Thread: Making oidvector and int2vector variable-length
I've been toying with the idea of converting the oidvector and int2vector datatypes from fixed-width arrays to variable-length; that is, stick a varlena length word on the front and store only pronargs or indnatts entries instead of a fixed number. This would not immediately allow us to eliminate the fixed FUNC_MAX_ARGS and INDEX_MAX_KEYS limits, but it would have some positive effects: * The two limits could be set to different values, rather than being constrained to be the same. * AFAICS, it'd be possible to change FUNC_MAX_ARGS (though not INDEX_MAX_KEYS) with just a recompile, no initdb needed. * There would be significant space savings in pg_proc and its index pg_proc_proname_args_nsp_index. Currently, in a freshly initdb'd database, pg_proc is 576KB and its index is 1176KB (!!). (This is on my machine, your numbers might vary a little due to alignment padding.) I calculate that converting proargtypes to variable width would eliminate 200K of data. This would presumably translate directly into savings in pg_proc, and one might hope that the index would shrink even more. You might think we should remove the separate datatypes altogether and use the normal oid[] and int2[] datatypes. I am disinclined to do that however, for two reasons: 1. It would change the I/O behavior of these columns, almost certainly breaking clients that look at pg_proc for instance. 2. I don't think we can make lookups in pg_proc depend on array comparison; given the way the array code works, that's circular. If you're wondering about pushing forwards to eliminate the hardwired limits altogether ... for an hour or so today I was thinking that might be within reach, but I found one showstopper reason why not in each case: 1. The layout of the FunctionCallInfoData struct depends on FUNC_MAX_ARGS. This is a sufficiently fundamental and widely-used struct that I don't think we can easily afford to make it more complicated. 2. The layout of index tuple headers depends on INDEX_MAX_KEYS; specifically, they have a fixed-width null bitmap independent of the number of attributes actually in the index. Since an index tuple header hasn't got room to store the number of attributes, it seems difficult to change the fixed-width policy. (Considering that the bitmap width has to be MAXALIGN'd, there'd be no space savings anyway ... and it's not like anyone has a reason to want indexes with more than 32 columns.) Comments? regards, tom lane
On Sun, Mar 27, 2005 at 12:44:41PM -0500, Tom Lane wrote: > I've been toying with the idea of converting the oidvector and > int2vector datatypes from fixed-width arrays to variable-length; > that is, stick a varlena length word on the front and store only > pronargs or indnatts entries instead of a fixed number. This mean that it would be possible to set FUNC_MAX_ARGS much higher without performance loss, right? That alone sounds like a big win to me. -- Alvaro Herrera (<alvherre[@]dcc.uchile.cl>) "Linux transformó mi computadora, de una `máquina para hacer cosas', en un aparato realmente entretenido, sobre el cual cada día aprendo algo nuevo" (Jaime Salinas)

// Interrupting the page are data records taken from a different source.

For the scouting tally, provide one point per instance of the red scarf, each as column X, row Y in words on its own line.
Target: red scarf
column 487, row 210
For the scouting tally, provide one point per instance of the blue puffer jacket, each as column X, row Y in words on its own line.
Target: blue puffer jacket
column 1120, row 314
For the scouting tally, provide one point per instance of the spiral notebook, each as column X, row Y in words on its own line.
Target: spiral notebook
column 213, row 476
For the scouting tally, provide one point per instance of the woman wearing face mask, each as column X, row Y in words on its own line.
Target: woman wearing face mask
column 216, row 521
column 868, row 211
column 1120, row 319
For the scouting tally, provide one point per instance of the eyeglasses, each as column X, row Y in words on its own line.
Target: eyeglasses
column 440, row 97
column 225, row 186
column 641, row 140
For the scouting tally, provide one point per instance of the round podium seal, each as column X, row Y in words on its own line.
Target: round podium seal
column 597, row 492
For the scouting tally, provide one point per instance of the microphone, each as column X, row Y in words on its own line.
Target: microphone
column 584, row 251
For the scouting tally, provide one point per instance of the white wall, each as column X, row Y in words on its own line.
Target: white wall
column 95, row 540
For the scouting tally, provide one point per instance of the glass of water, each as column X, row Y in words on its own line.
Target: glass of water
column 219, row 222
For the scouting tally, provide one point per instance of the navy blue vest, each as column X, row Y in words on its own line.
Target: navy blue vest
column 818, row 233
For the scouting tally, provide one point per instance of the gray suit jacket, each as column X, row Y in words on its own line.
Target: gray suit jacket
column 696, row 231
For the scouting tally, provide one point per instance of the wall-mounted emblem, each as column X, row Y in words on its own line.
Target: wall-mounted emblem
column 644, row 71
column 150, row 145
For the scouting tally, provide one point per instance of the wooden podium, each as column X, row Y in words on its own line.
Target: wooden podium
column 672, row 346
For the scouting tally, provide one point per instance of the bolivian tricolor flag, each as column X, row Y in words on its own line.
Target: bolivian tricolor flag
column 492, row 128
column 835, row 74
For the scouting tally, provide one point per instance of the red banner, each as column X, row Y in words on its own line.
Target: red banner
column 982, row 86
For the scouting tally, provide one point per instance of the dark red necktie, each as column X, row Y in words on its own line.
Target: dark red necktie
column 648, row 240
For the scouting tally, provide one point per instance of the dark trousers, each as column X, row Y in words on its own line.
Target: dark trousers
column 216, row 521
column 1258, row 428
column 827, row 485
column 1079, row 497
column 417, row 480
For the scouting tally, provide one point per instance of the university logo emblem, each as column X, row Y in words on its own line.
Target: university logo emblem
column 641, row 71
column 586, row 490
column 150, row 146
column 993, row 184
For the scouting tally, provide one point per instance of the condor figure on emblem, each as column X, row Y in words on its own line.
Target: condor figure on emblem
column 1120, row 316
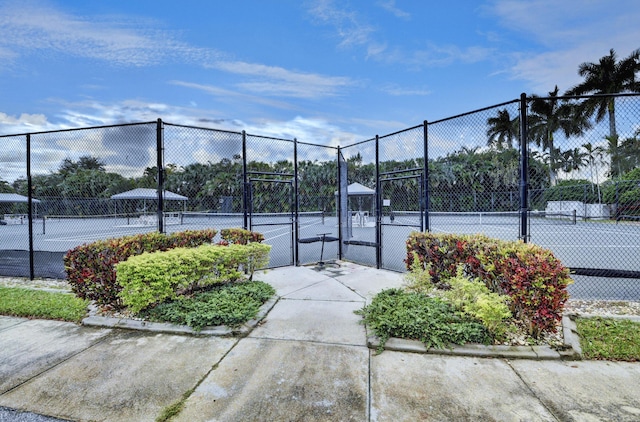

Alvaro Herrera <alvherre@dcc.uchile.cl> writes: > On Sun, Mar 27, 2005 at 12:44:41PM -0500, Tom Lane wrote: >> I've been toying with the idea of converting the oidvector and >> int2vector datatypes from fixed-width arrays to variable-length; >> that is, stick a varlena length word on the front and store only >> pronargs or indnatts entries instead of a fixed number. > This mean that it would be possible to set FUNC_MAX_ARGS much higher > without performance loss, right? That alone sounds like a big win to > me. It wouldn't cost anything in terms of disk space. I'm not sure about performance implications --- there are a lot of MemSets floating around that zero FUNC_MAX_ARGS worth of space, and I'm unsure if any of them are in performance-critical paths. Atsushi Ogawa got the most critical ones recently, though. Very likely we could kick it up to 100 or so without feeling any pain; how high were you thinking? (Since I wasn't thinking of making oidvector TOAST-capable, it wouldn't be possible to set FUNC_MAX_ARGS higher than ~600 anyway without exceeding the maximum index tuple size in pg_proc's index.) regards, tom lane
On Sun, Mar 27, 2005 at 03:41:08PM -0500, Tom Lane wrote: > Alvaro Herrera <alvherre@dcc.uchile.cl> writes: > > On Sun, Mar 27, 2005 at 12:44:41PM -0500, Tom Lane wrote: > >> I've been toying with the idea of converting the oidvector and > >> int2vector datatypes from fixed-width arrays to variable-length; > >> that is, stick a varlena length word on the front and store only > >> pronargs or indnatts entries instead of a fixed number. > > > This mean that it would be possible to set FUNC_MAX_ARGS much higher > > without performance loss, right? That alone sounds like a big win to > > me. > > It wouldn't cost anything in terms of disk space. I'm not sure about > performance implications --- there are a lot of MemSets floating around > that zero FUNC_MAX_ARGS worth of space, and I'm unsure if any of them > are in performance-critical paths. Atsushi Ogawa got the most critical > ones recently, though. > > Very likely we could kick it up to 100 or so without feeling any pain; > how high were you thinking? I used to see people asking to raise it to 64 or so. Not sure if it would be useful to go higher than that ... much less now that we have full-fledged support for row types. I see 93 appearances of FUNC_MAX_ARGS in the code. There are 20 MemSet; the only one of them that appears to be used regularly seems to be the one in ParseFuncOrColumn; the rest are in FooCreate() or routines thereof. There are 3 memcpys, two of them are used regularly (inline_function, get_func_signature). The other one is fetch_fp_info, which is used only in dealing with PQfn(). (This info brought to you courtesy of cscope) -- Alvaro Herrera (<alvherre[@]dcc.uchile.cl>) "I love the Postgres community. It's all about doing things _properly_. :-)" (David Garamond)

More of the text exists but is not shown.